Apesar da cautela, José Manuel Fernandes coincide com o colega eurodeputado comunista ao classificar de “inaceitáveis” as piadas do comissário alemão. João Ferreira acrescenta, à VISÃO, que o discurso “revela uma postura de profundo desrespeito pela diferença, claramente racista, bem como conceções anti-sociais, homofóbicas e machistas. São declarações incompatíveis com o exercício de qualquer cargo político”.
As gaffes recentes de Oettinger desenterraram também o rico passado humorístico do alemão de 63 anos, nascido em Estugarda, antigo presidente da região de Baden-Württemberg e que se “internacionalizou” apenas em 2010 com a entrada no Berlaymont. Quem com ele conviveu diz que é “imponderado”, que não foge do preconceito da imagem do “alemão puro”, sem papas na língua e arrogante. O apresentador popular alemão, Claus Kleber, prefere a versão de que Oettinger não tem tempo para a conversa “polida” prescrita pelos “consultores de imagem, defensores do politicamente correto e advogados”.
A bagagem de piadas inclui dizer que Itália, Bulgária e Roménia são países “essencialmente ingovernáveis”, ou chamar “estúpidas” às pessoas que guardam fotos indiscretas na Cloud, ou explicar que fala mal inglês porque não gosta de McDonald´s , ou dizer que preferia “dar um tiro a si próprio” a casar com a populista Frauke Petry, líder da Alternativa para a Alemanha. Recentemente sugeriu que Portugal poderia não escapar a um segundo resgate e que França é um “deficitário reincidente”.

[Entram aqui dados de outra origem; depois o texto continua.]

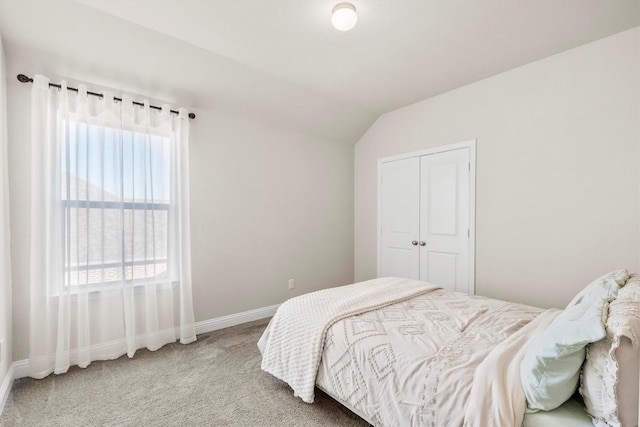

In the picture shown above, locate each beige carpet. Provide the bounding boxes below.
[0,320,368,427]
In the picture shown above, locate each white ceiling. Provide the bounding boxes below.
[0,0,640,143]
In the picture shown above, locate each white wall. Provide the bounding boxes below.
[0,37,13,402]
[354,28,640,307]
[8,76,353,360]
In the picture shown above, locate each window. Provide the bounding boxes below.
[60,120,171,287]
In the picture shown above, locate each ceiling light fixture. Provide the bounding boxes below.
[331,2,358,31]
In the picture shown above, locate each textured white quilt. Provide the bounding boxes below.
[258,278,438,403]
[316,290,556,427]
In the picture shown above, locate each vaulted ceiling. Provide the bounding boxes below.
[0,0,640,143]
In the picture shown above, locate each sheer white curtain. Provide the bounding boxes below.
[29,76,196,378]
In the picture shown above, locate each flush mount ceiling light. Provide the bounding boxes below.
[331,2,358,31]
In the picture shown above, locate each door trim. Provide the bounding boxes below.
[376,139,477,295]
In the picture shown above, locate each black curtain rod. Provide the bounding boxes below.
[18,74,196,119]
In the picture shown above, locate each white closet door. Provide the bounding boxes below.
[420,148,473,293]
[380,157,420,279]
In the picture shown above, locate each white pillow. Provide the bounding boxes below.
[580,274,640,427]
[567,268,629,308]
[520,293,608,411]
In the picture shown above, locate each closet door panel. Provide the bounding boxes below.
[420,149,470,292]
[380,157,420,279]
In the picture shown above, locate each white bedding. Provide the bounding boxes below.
[258,278,576,426]
[317,290,557,426]
[258,278,438,403]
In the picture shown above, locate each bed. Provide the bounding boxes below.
[258,270,640,427]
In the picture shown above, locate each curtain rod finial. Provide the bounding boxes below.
[18,74,33,83]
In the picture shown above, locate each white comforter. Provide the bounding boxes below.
[317,290,556,427]
[258,278,438,403]
[258,279,558,427]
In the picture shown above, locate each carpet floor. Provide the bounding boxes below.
[0,320,368,427]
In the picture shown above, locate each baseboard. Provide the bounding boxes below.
[5,304,280,384]
[0,363,15,415]
[196,304,280,335]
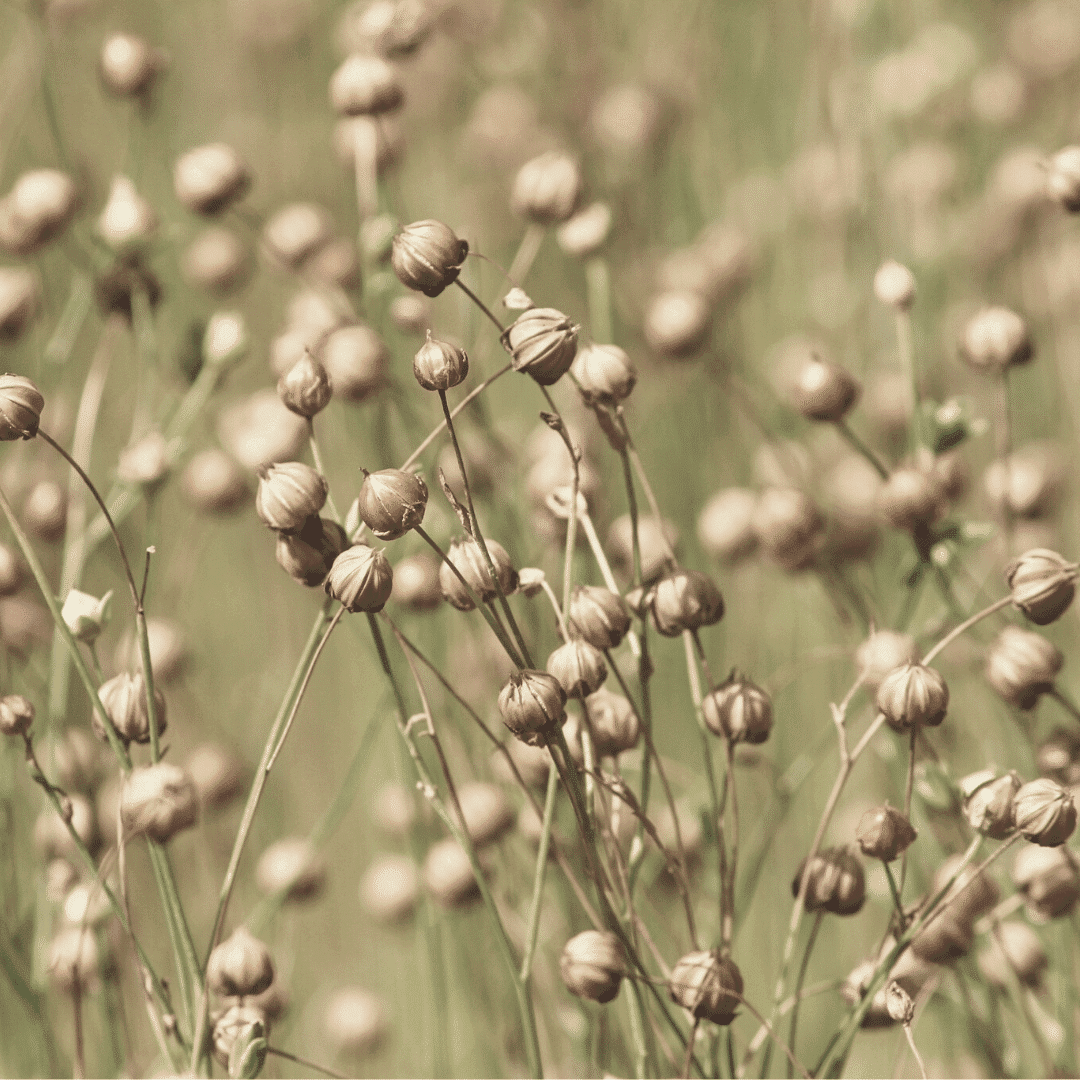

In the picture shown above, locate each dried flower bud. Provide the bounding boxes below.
[1005,548,1077,626]
[390,218,469,296]
[548,639,607,698]
[1013,777,1077,848]
[323,544,394,615]
[120,761,199,843]
[876,663,948,731]
[0,693,33,735]
[986,626,1065,710]
[960,308,1035,373]
[499,671,566,746]
[502,308,579,387]
[855,802,919,863]
[206,924,273,998]
[255,461,329,532]
[667,949,743,1027]
[644,289,712,360]
[792,847,866,915]
[413,330,469,390]
[90,672,166,745]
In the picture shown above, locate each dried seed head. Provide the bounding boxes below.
[323,544,394,615]
[855,802,919,863]
[1013,777,1077,848]
[255,836,326,902]
[120,761,199,843]
[502,308,579,387]
[558,930,626,1004]
[548,639,607,698]
[667,949,743,1027]
[499,671,566,746]
[571,345,637,405]
[206,923,273,998]
[255,461,329,532]
[701,675,772,745]
[566,585,630,652]
[390,218,469,296]
[0,693,33,735]
[644,289,712,360]
[986,626,1065,710]
[960,308,1035,373]
[876,663,948,731]
[413,330,469,390]
[1005,548,1077,626]
[173,143,252,214]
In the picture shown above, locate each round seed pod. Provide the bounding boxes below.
[413,330,469,390]
[120,761,199,843]
[855,802,919,863]
[667,949,743,1027]
[180,446,249,514]
[255,836,326,902]
[173,143,252,215]
[390,218,469,296]
[986,626,1065,710]
[1013,777,1077,848]
[356,469,428,540]
[323,986,390,1055]
[324,544,394,615]
[503,308,580,387]
[510,150,584,226]
[792,847,866,915]
[875,663,948,731]
[255,461,329,532]
[360,855,420,922]
[499,671,566,746]
[206,923,273,998]
[960,308,1035,373]
[438,539,517,611]
[701,676,772,745]
[643,289,712,360]
[1005,548,1077,626]
[558,930,626,1004]
[566,585,630,652]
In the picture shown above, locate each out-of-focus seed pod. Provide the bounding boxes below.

A lista é tão longa que torna legítimo perguntar como foi possível ser aprovado no Parlamento, em sucessivas audições, desde que entrou na Comissão Europeia há seis anos. O também conservador italiano, Rocco Buttiglione, foi chumbado numa audição parlamentar, em 2004, por considerar a homossexualidade um “pecado”. Durão Barroso tinha-lhe atribuído a pasta da Justiça. “É provável que não se façam perguntas sobre liberdade, direitos e garantias a alguém que vai ocupar a pasta da Economia Digital”, explica Carlos Zorrinho. O que é bem provável que também aconteça numa audição para a pasta do Orçamento.